Unless G2A were the only ones buying keys you could not prove that all the stolen keys were acquired by G2A. Even the article doesn't make that claim.
"I'd start seeing thousands of transactions, and our payment provider would shut us down within days," Nichiporchik said. "Moments later you'd see G2A being populated by cheap keys of games we had just sold on our shop."
You would probably see the exact same thing from any number of key selling sites around the web. This is just the belief in correlation equaling causation. This is not proof.
Don't you mean 59.9$? Also, when I say don't buy them, I mean don't play them. If you don't think the 10 hours or whatever is worth your money, don't spend your money.

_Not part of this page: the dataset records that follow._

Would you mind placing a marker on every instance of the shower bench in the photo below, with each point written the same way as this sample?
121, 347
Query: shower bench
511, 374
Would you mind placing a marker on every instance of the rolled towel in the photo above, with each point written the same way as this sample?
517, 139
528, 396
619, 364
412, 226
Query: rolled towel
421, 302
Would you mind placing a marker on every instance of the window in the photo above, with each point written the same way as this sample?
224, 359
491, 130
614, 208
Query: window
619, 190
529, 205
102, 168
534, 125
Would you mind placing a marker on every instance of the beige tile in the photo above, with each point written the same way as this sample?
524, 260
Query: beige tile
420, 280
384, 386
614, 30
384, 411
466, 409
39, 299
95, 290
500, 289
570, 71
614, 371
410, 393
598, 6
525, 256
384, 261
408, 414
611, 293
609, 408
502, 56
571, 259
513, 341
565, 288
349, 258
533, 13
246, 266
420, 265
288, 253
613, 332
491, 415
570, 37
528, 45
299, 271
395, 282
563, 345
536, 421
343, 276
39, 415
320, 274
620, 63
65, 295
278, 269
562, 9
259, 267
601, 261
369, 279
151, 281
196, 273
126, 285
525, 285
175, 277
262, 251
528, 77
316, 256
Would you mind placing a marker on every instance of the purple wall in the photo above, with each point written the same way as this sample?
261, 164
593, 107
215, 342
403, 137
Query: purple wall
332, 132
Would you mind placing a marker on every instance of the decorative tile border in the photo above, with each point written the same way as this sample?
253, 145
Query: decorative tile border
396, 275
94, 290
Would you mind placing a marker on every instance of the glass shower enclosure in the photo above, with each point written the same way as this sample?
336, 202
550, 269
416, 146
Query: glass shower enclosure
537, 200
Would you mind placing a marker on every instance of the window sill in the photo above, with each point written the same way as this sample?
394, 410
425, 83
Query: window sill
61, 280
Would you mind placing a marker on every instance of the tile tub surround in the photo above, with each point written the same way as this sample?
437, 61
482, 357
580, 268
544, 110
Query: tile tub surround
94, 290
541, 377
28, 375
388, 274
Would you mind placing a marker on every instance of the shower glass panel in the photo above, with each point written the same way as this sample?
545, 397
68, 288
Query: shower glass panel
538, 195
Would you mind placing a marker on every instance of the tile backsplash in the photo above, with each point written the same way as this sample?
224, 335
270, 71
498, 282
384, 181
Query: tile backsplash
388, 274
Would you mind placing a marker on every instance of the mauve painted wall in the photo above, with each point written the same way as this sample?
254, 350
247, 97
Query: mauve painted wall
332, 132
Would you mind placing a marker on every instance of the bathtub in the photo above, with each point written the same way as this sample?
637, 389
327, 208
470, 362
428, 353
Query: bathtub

But they know where those keys sold on G2A comes from. Either they come from an official seller or themselves. Of course they don't know if suddenly a thousand people decided "oh gee, time to sell all the keys we have been hoarding from all other sellers", but the possibility is so damn low it is not worth considering. A more plausible explanation would be the thousand keys bought with a illegal card instead.
Last edited by Zogarth; 2016-06-21 at 12:18 PM.
You're also trying to argue that *winning* a car is related to buying a key. That car was not purchased by the end user. The only way this relationship will work is if the end user buys the car cheaper than it's original manufacturer's retail price. And then to relate it to G2A, pretend that that car is potentially stolen, and will be taken back, but you don't know this until the instance of it happening, actually occurs.
You're buying a product that is not from a verified distributor, you're taking the risk of it being stolen/not working. Of course the seller also has to take the risk of buying potentially stolen keys which will harm their rep, and their future sales.
G2A is a business, they are there to make a profit. They would not be operating if they were not pulling profits. Now think to yourself for a second, how would a reselling company be profitting on resellings cd keys for cheaper than their manufacturer's retail price? Kind of obvious how, anyone who defends the practice simply is the same person that will pay any Joe Blow for the same product just because it's cheaper. The morals aren't there to begin with so there is zero reason to bother with reasoning.
*by "stolen keys", I'm simply referring to potential chargebacks on keys.
I have done explained it twice and its clear your not getting it. Also loved how you took a quote and ignored the last part of it.
The fact remains G2A got keys that was only being sold on there site. They got hit with charge backs as well.
That means there was keys on G2A that should not have been.
G2A handwaves all legal responsibility.